Department of Bioengineering, Stanford University, Stanford, United States.
Department of Applied Physics, Stanford University, Stanford, United States.
Elife. 2019 Sep 16;8:e48994. doi: 10.7554/eLife.48994.
Single-cell RNA sequencing has spurred the development of computational methods that enable researchers to classify cell types, delineate developmental trajectories, and measure molecular responses to external perturbations. Many of these technologies rely on their ability to detect genes whose cell-to-cell variations arise from the biological processes of interest rather than transcriptional or technical noise. However, for datasets in which the biologically relevant differences between cells are subtle, identifying these genes is challenging. We present the self-assembling manifold (SAM) algorithm, an iterative soft feature selection strategy to quantify gene relevance and improve dimensionality reduction. We demonstrate its advantages over other state-of-the-art methods with experimental validation in identifying novel stem cell populations of , a prevalent parasite that infects hundreds of millions of people. Extending our analysis to a total of 56 datasets, we show that SAM is generalizable and consistently outperforms other methods in a variety of biological and quantitative benchmarks.

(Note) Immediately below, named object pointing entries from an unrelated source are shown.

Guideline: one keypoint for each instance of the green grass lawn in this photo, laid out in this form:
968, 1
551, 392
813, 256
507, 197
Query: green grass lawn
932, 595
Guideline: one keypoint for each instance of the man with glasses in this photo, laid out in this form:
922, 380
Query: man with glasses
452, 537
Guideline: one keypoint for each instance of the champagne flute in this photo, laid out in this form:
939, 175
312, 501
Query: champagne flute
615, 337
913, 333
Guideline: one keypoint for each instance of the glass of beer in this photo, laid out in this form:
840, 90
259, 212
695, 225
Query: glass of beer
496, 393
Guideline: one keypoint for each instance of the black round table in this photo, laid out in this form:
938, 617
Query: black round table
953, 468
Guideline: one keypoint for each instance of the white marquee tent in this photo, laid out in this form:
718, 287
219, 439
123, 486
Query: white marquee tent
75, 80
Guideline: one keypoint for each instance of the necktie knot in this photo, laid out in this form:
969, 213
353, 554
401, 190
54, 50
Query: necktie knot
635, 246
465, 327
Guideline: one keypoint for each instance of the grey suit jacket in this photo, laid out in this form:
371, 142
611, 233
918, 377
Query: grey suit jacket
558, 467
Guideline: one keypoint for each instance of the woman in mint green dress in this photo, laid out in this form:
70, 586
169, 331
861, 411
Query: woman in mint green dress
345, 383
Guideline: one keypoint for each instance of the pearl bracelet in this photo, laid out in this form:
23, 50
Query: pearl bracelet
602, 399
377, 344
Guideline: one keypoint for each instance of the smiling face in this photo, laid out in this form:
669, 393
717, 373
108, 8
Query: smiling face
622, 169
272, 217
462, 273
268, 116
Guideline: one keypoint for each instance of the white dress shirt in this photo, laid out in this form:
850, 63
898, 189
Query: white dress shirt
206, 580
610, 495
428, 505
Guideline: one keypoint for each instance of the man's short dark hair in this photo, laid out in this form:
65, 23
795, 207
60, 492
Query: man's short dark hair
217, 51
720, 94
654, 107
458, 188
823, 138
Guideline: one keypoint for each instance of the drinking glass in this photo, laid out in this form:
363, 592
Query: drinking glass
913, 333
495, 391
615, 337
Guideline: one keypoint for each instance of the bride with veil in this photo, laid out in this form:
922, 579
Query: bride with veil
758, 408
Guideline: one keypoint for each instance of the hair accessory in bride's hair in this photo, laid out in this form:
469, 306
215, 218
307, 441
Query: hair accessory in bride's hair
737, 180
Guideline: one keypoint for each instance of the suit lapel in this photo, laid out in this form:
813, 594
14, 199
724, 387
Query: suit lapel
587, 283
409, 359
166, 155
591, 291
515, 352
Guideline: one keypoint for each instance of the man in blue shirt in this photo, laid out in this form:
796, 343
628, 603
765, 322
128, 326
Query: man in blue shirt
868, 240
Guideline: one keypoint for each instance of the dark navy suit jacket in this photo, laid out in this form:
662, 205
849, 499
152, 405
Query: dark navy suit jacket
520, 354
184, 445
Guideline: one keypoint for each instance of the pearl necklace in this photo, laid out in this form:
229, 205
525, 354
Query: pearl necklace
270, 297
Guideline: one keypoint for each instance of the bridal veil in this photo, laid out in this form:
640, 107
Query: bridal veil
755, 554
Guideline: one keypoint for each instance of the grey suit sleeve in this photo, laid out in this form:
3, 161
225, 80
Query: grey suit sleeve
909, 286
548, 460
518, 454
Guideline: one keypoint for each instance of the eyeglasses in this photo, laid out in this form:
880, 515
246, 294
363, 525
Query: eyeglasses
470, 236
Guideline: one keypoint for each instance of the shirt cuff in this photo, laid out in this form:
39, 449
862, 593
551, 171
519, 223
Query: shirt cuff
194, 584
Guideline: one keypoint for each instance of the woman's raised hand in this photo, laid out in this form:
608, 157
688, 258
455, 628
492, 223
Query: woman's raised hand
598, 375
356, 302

单细胞 RNA 测序技术推动了计算方法的发展,使研究人员能够对细胞类型进行分类,描绘发育轨迹,并测量分子对外界干扰的反应。其中许多技术都依赖于它们检测基因的能力,这些基因的细胞间变异是由感兴趣的生物过程引起的,而不是转录或技术噪声。然而,对于细胞间生物学差异细微的数据集,识别这些基因具有挑战性。我们提出了自组装流形(SAM)算法,这是一种迭代软特征选择策略,用于量化基因相关性并改进降维。我们通过在一种常见寄生虫 的新型干细胞群的实验验证中证明了其优于其他最先进方法的优势,该寄生虫感染了数亿人。将我们的分析扩展到总共 56 个数据集,我们表明 SAM 具有通用性,并且在各种生物学和定量基准测试中始终优于其他方法。